Lexing support for user-defined literals. Currently these lex as the same token
kinds as the underlying string literals, and we silently drop the ud-suffix;
those issues will be fixed by subsequent patches.
git-svn-id: https://llvm.org/svn/llvm-project/cfe/trunk@152012 91177308-0d34-0410-b5e6-96231b3b80d8
diff --git a/lib/Lex/LiteralSupport.cpp b/lib/Lex/LiteralSupport.cpp
index 547bd4e..e3ff77f 100644
--- a/lib/Lex/LiteralSupport.cpp
+++ b/lib/Lex/LiteralSupport.cpp
@@ -731,7 +731,11 @@
}
-/// character-literal: [C++0x lex.ccon]
+/// user-defined-character-literal: [C++11 lex.ext]
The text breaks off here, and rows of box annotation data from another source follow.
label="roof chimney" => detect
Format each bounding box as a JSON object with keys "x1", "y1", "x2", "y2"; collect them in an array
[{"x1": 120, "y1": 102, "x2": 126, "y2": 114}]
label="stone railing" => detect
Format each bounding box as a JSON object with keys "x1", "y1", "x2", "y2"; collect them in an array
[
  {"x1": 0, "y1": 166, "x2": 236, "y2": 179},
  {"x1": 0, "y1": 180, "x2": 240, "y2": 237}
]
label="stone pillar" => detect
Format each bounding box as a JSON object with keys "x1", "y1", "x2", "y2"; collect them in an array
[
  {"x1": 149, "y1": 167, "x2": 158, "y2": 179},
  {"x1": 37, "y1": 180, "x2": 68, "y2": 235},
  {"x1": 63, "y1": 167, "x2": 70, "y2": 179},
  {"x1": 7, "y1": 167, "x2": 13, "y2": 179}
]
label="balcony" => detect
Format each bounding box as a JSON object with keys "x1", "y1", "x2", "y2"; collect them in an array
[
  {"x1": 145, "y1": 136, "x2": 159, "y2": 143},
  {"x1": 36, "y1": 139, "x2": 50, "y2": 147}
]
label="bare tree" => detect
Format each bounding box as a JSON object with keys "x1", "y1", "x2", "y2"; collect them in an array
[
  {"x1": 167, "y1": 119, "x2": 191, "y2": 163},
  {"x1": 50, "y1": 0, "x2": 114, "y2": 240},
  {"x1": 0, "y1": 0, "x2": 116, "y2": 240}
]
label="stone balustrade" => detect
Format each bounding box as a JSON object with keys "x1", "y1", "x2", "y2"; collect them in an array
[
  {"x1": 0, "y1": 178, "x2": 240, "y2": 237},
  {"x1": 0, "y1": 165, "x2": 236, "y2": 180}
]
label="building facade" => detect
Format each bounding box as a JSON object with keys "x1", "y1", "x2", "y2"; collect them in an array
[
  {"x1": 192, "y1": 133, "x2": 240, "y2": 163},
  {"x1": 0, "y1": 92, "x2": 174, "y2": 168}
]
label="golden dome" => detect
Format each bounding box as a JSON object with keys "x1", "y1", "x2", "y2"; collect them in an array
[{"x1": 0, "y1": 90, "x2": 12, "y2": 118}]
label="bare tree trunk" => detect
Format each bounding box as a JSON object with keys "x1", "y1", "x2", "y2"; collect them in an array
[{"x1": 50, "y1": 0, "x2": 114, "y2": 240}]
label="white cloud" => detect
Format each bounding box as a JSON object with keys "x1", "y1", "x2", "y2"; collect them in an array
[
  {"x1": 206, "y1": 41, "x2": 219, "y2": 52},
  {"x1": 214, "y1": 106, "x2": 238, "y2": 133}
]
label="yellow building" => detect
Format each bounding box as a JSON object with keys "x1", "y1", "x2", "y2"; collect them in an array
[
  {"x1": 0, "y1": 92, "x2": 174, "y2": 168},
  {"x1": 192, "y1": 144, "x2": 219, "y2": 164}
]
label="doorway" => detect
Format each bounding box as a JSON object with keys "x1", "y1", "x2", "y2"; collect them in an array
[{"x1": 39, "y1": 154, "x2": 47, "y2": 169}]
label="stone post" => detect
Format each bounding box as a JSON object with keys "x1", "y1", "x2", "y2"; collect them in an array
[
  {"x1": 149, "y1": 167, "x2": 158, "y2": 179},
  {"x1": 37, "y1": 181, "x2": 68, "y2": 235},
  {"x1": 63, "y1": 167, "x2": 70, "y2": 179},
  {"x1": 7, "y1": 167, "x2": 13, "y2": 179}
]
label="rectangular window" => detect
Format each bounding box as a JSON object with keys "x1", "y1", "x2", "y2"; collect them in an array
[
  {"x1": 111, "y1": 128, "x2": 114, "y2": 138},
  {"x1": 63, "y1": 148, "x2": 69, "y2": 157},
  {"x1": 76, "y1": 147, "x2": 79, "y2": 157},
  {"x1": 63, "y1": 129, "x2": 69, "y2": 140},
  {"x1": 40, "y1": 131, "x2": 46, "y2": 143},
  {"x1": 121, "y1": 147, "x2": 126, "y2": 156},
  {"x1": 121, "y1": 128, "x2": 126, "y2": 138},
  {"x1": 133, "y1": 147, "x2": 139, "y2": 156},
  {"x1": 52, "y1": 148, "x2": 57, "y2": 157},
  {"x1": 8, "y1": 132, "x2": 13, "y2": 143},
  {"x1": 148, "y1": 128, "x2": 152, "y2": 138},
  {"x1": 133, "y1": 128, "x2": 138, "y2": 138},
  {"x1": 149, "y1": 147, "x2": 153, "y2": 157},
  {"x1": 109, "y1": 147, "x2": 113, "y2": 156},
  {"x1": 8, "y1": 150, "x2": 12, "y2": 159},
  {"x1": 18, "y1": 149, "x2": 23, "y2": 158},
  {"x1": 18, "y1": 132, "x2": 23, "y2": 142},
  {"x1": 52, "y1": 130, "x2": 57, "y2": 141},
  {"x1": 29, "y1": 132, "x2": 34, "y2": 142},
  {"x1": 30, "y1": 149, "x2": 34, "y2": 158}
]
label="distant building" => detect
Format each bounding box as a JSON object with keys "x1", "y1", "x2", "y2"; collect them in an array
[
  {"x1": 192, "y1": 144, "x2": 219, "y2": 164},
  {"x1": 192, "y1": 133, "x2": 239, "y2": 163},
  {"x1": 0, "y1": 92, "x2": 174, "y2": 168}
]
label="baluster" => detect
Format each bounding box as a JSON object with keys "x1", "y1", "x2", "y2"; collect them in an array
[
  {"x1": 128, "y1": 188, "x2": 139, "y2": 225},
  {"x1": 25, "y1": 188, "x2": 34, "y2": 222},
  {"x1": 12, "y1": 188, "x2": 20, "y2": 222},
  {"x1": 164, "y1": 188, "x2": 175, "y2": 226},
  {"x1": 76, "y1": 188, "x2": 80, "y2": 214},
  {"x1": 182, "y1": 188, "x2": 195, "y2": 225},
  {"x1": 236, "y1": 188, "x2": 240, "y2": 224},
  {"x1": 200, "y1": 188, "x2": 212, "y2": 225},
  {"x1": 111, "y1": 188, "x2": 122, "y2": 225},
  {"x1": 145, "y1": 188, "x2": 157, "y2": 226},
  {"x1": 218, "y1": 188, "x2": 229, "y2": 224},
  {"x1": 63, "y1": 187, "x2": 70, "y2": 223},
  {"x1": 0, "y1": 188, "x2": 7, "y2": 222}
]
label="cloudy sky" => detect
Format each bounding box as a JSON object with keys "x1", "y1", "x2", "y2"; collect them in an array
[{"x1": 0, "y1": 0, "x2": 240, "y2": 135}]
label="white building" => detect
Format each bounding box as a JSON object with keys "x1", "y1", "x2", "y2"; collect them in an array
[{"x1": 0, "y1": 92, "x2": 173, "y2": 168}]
+/// character-literal ud-suffix
+/// ud-suffix:
+/// identifier
+/// character-literal: [C++11 lex.ccon]
/// ' c-char-sequence '
/// u' c-char-sequence '
/// U' c-char-sequence '
@@ -744,7 +748,7 @@
/// backslash \, or new-line character
/// escape-sequence
/// universal-character-name
-/// escape-sequence: [C++0x lex.ccon]
+/// escape-sequence:
/// simple-escape-sequence
/// octal-escape-sequence
/// hexadecimal-escape-sequence
@@ -757,7 +761,7 @@
/// hexadecimal-escape-sequence:
/// \x hexadecimal-digit
/// hexadecimal-escape-sequence hexadecimal-digit
-/// universal-character-name:
+/// universal-character-name: [C++11 lex.charset]
/// \u hex-quad
/// \U hex-quad hex-quad
/// hex-quad:
@@ -780,8 +784,17 @@
assert(begin[0] == '\'' && "Invalid token lexed");
++begin;
+ // Remove an optional ud-suffix.
+ if (end[-1] != '\'') {
+ const char *UDSuffixEnd = end;
+ do {
+ --end;
+ } while (end[-1] != '\'');
+ UDSuffixBuf.assign(end, UDSuffixEnd);
+ }
+
// Trim the ending quote.
- assert(end[-1] == '\'' && "Invalid token lexed");
+ assert(end != begin && "Invalid token lexed");
--end;
// FIXME: The "Value" is an uint64_t so we can handle char literals of
@@ -1071,6 +1084,8 @@
Pascal = false;
+ SourceLocation UDSuffixTokLoc;
+
for (unsigned i = 0, e = NumStringToks; i != e; ++i) {
const char *ThisTokBuf = &TokenBuf[0];
// Get the spelling of the token, which eliminates trigraphs, etc. We know
@@ -1085,7 +1100,39 @@
continue;
}
- const char *ThisTokEnd = ThisTokBuf+ThisTokLen-1; // Skip end quote.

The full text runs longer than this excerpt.